• Broadkill Review

"Little Black Dress" A Short Monologue by Debra Kaufman

Cast of Characters


Sarah: 50s, middle-class background, college-educated, professional


SCENE

Anywhere in the United States or Canada


TIME

The present



SARAH


The little black dress. “LBD” in advertising lingo. They've been pitching it to us all our lives, right? (advertising voice) “Banish all your nothing-to-wear dilemmas with the versatile staple little black dress. It has you covered whatever your plans. Opt for a sexy style or keep it simple but chic, with the little black dress you can take from day to night with ease. Easily styled up or down, the LBD is the foolproof go-to for any occasion.”


This is not the dress I secretly bought in high school because I'd read in Glamour magazine that every woman should have at least one little black dress. I so wanted to be glamorous. I must have looked at what I was: a girl playing at being a woman. I smoked my first cigarette then, to complete the picture. The next … what's her name—you know, that forties actress, husky voice. Married Bogart? Begins with “L” I think. Damn. It'll come to me ...

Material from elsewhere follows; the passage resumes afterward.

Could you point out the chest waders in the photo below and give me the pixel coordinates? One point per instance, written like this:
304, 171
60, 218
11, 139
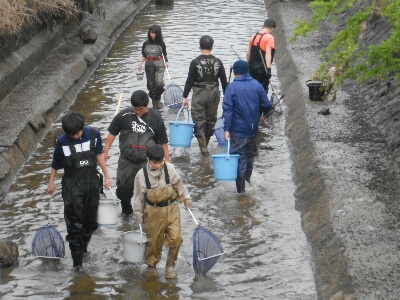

This is not the dress I slipped easily out of the first time I had sex. Oh, Roberto. He undid the buttons so slowly and exquisitely with his long fingers, making me shiver. Roberto, o Roberto, wherefore art thou now, Roberto? Gone, gone, long gone. Like so many things. What we remember, what we forget.


This is not what I wore to my first job interview, trying so hard: “I am diligent and super organized, my only weakness is I work too hard!” And on my honor, I will try to serve God and my country, to help people at all times, and to live by the Girl Scout Law. All those years trying to live up to someone my father would be proud of, trying to live up to my name, Sarah, which means “woman of high rank.” Always striving, never good enough. Always daydreaming some alternate, better, bolder self.


This is not the dress I tore off like a madwoman giving birth to my son. Oh, the miracle of him, his sweet milk smell, translucent eyelids, his fierce, delicate fist that grasped my finger.


This is not the dress I wore to his band concerts and baseball games, his graduation. Certainly not to his wedding, even though I knew she was not the right woman for him.


This is not the dress I had on the night I was … I won't say molested—that sounds cozy, like nested. Accosted? that sounds like the price you pay. Hurt’s too slight, injured could be accidental. Violate is closer, violet like bruises or storm clouds gathering. No, the right, the only, word is raped. One syllable, like axe or rage. But to say “I was raped” is to use the passive voice, a voice without agency. “Accidents happen.” “The glass broke.” No, he raped me. Why? (beat) Why? (pause) It happened. To me. By him. So many things I have forgotten, but this I remember. “And that's all I have to say about that.”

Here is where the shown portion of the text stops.